The CEA Fontenay-aux-Roses centre is set deep in an urban area that counts a population of over 600,000 people within a 5-km radius. Facility safety, environmental monitoring and public information are therefore critical issues.
A centre set deep in the Île-de-France biomedical research hub
The CEA Fontenay-aux-Roses centre is ideally sited deep in the Île-de-France biomedical research hub, which has helped foster numerous partnerships with research centres and university faculties, hospitals and biomed technology corporations in the Île-de-France region.

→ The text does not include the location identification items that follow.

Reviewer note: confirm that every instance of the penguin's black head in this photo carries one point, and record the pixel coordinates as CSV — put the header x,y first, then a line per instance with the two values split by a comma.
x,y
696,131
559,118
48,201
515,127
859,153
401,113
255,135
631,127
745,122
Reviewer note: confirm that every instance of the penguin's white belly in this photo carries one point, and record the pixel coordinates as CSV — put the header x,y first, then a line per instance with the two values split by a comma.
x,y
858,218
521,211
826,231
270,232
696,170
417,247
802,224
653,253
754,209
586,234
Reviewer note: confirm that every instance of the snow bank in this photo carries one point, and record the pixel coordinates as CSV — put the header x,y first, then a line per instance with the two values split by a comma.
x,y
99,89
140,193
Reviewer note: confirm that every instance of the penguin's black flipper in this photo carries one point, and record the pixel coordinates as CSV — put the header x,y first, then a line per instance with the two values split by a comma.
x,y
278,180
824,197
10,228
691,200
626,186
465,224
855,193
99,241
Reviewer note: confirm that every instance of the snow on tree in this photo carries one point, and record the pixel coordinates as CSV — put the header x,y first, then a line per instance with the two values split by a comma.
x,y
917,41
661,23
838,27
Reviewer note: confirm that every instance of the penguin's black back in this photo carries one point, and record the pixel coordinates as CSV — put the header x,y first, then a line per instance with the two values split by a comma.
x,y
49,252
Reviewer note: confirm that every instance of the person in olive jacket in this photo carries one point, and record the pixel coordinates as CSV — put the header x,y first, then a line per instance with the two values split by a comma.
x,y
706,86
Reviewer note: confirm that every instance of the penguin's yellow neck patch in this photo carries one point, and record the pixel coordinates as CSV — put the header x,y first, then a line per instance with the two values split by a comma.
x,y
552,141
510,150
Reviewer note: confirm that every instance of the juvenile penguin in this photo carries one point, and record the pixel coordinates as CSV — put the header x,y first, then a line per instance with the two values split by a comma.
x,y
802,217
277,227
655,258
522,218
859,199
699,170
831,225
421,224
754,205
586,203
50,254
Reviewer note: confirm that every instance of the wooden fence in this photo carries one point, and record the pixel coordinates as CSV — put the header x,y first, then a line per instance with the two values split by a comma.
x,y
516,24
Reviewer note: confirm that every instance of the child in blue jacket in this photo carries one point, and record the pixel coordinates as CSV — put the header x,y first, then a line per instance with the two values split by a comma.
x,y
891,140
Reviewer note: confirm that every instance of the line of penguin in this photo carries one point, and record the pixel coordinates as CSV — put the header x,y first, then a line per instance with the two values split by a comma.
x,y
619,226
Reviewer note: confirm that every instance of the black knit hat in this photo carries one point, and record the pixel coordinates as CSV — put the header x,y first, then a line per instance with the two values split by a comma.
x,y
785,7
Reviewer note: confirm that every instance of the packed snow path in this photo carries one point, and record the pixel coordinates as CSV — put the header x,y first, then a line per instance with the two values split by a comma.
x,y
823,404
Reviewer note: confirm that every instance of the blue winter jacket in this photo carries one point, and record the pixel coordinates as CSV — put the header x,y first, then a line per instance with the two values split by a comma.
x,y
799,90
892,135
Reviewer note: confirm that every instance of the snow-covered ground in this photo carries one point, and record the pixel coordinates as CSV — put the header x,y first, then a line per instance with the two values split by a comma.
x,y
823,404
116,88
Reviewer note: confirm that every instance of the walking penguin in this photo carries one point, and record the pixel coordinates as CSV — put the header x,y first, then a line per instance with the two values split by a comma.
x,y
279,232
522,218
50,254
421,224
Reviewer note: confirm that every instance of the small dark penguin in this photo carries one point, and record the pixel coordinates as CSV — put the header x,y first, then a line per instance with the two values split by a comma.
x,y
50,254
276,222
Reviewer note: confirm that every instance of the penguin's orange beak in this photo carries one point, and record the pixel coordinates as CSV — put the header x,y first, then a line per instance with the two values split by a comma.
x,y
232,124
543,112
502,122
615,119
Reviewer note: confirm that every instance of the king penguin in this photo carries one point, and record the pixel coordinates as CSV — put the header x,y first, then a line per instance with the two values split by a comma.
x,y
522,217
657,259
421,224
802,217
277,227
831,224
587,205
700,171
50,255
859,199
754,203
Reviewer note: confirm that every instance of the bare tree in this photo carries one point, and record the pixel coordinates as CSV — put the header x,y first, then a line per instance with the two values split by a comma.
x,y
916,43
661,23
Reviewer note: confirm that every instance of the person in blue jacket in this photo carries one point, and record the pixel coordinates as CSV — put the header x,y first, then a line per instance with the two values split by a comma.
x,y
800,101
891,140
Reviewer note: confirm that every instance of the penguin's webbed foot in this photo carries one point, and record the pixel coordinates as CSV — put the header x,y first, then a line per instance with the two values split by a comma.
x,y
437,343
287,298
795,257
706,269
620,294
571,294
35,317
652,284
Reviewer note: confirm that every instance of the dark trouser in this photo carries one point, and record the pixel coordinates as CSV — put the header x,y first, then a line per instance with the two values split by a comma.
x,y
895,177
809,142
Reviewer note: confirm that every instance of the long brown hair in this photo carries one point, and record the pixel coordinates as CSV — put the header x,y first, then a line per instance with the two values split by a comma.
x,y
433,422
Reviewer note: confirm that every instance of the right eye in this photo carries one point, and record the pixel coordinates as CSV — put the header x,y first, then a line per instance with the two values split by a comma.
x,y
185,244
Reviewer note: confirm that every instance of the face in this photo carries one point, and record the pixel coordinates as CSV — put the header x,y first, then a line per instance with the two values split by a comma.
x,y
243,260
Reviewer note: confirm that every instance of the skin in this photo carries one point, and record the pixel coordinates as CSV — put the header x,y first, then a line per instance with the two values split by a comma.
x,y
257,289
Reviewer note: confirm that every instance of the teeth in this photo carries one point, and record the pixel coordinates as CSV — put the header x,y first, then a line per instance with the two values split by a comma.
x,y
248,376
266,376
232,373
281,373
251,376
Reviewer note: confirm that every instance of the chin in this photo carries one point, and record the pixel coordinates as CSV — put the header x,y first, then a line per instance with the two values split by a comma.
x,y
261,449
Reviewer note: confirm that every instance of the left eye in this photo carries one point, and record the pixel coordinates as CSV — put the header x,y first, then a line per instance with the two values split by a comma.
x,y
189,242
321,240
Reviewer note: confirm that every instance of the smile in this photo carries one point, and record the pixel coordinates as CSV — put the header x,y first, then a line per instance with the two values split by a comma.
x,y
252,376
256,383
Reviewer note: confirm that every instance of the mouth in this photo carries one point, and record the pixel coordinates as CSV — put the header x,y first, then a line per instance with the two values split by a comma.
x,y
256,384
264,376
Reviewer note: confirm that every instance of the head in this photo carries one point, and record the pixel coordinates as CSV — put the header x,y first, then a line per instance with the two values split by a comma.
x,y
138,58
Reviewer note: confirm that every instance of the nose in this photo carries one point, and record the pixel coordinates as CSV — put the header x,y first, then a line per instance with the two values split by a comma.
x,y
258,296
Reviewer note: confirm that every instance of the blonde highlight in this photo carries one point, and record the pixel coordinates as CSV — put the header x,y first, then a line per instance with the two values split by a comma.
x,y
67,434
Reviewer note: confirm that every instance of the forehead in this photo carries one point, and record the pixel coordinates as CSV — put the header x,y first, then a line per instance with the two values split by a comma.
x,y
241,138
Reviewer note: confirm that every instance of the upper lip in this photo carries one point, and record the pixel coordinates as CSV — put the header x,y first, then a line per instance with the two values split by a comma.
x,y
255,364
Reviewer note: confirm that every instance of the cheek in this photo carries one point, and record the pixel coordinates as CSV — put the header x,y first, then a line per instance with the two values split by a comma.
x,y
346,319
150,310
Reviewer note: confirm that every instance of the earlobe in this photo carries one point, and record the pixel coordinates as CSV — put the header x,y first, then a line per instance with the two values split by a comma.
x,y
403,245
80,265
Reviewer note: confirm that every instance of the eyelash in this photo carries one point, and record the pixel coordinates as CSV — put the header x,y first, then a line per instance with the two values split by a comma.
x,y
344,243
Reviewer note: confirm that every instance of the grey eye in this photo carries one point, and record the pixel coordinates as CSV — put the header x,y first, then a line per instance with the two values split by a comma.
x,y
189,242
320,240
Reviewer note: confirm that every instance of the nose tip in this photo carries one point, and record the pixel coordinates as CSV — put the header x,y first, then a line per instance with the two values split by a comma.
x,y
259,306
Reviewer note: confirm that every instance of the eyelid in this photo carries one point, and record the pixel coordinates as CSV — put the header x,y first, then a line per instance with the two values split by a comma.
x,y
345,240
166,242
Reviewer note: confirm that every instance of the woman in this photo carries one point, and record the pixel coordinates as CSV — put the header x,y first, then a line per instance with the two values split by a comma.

This ideal geographic position lends CEA Fontenay-aux-Roses huge development potential. The centre ultimately aims to become a research and innovation excellence cluster for biomedical imaging and technology, with pan-European reach.
A local information commission
2009 was a standout year for transparency and public information, as the Fontenay-aux-Roses centre became host of a local information commission (dubbed Cli) created by order of the Hauts-de-Seine general council officialized on 16 December 2009. The Cli is the logical culmination of the 2006 transparency and nuclear safety legislation, replacing the former Fontenay-aux-Roses coordination committee for communication and traceability on nuclear facility decommissioning (Icis) previously sponsored in 2004 by the sub-prefect of Antony (Hauts-de-Seine).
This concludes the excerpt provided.